Last month, one of the holiest places in the world became the site of violence as Israel and Palestine have engaged in the worst bout of conflict since 2014. Over 240 people were killed (mainly in Gaza) in 11 days before a ceasefire was announced between the two countries. As Hamas fired rockets towards Central and Southern Israel, Israeli airstrikes and bombs in Gaza brought massive destruction to property and Palestinian lives. Yet, when the ceasefire was announced, both sides declared victory. On the international front, countries have been quick to pick sides, depending on their traditional positions, with the US backing Israel and most Middle Eastern countries supporting Palestine.
The Chinese foreign minister Wang Yi, at the United Nations Security Council (UNSC), even offered to host peace talks between the two sides. Chinese Foreign Ministry Spokesperson Hua Chunying criticized the US, who vetoed the Security Council resolution to stop hostilities. The Chinese side also outlined a four-point framework that focused on the ceasefire, humanitarian aid, international support, and the acceptance of the ‘two-states’ principle. China has been working to be seen as a neutral mediator in the issue.
In the first half Cold War, China under Mao Zedong supported Palestine as it saw Israel as part of the “imperialist West.” China was the first country outside the Arab world to diplomatically recognize the Palestine Liberation Organisation (PLO) and provide it with arms and training. From the 1980s onwards, it reduced its support and worked towards normalization of relations with Israel. China finally established relations with Israel in 1992, and since then, relations between the two countries have spiraled, with Israel even agreeing to be part of the Belt and Road Initiative. China is one of Israel’s largest trading partners, particularly on technology projects. However, it has also received much of Washington’s pressure to delink hi-tech and defense industries from Chinese investment.
On the other hand, it has not recognized Hamas and voted for Palestine to receive observer status at the UN. China perceives itself as a neutral party on the issue – one with a history of conducting business deals with countries that are bitter feuds.

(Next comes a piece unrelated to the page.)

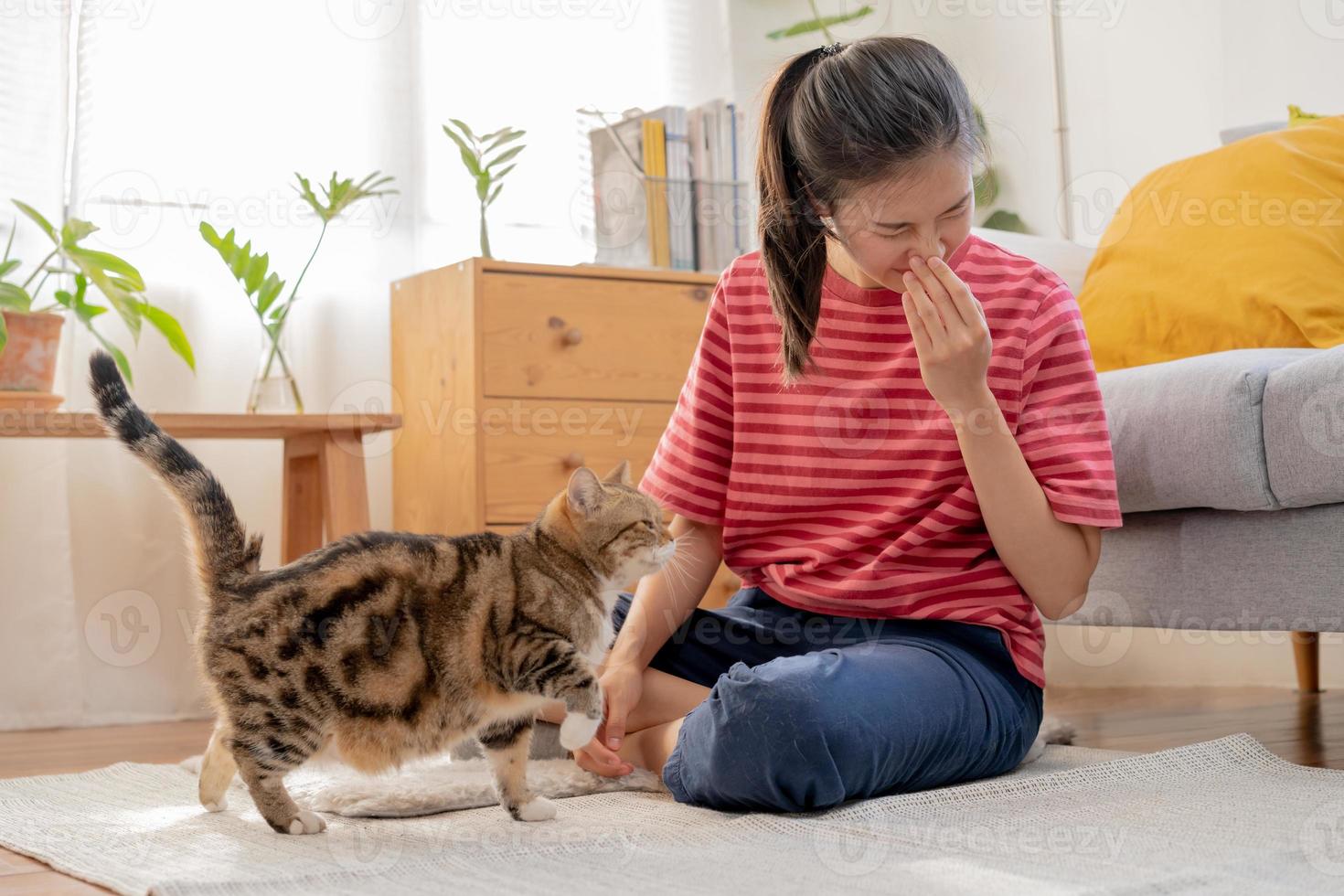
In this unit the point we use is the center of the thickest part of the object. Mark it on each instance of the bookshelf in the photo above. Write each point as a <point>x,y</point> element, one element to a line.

As China depends heavily on the Middle East for its energy supplies, it has also expressed a desire to be part of the peace process in the region.
Like China, India also supported Palestine as a non-aligned country and established full diplomatic ties with Israel only in 1992. However, relations with Israel did improve – with Israel now the third-largest arms provider to India. Since 2014, the government has also shifted its stance in intensifying relations with Israel. Another common point to note is that among the Chinese and Indian public, there is admiration for the Israeli population, for their technological prowess and their ability to defend themselves against terrorism. When Benjamin Netanyahu thanked the leaders of 27 countries for backing Israel, many Indians were surprised to note the absence of the India flag. That is because India has walked the tightrope in the current crisis – it has stressed the two-state solution but left its statements vague enough not to condemn Israel or Hamas.
While the United States typically takes the Israeli side in any crisis, the former American President Donald Trump was specifically anti-Palestine as he recognized Jerusalem as the capital of Israel. Now, Joe Biden has re-emphasized the two-state solution, though he also states that there was no shift in the commitment to Israel. While the Democrats in the United States have moved left on Israel policy, it is unlikely that there will be massive shifts in America’s policy, soon.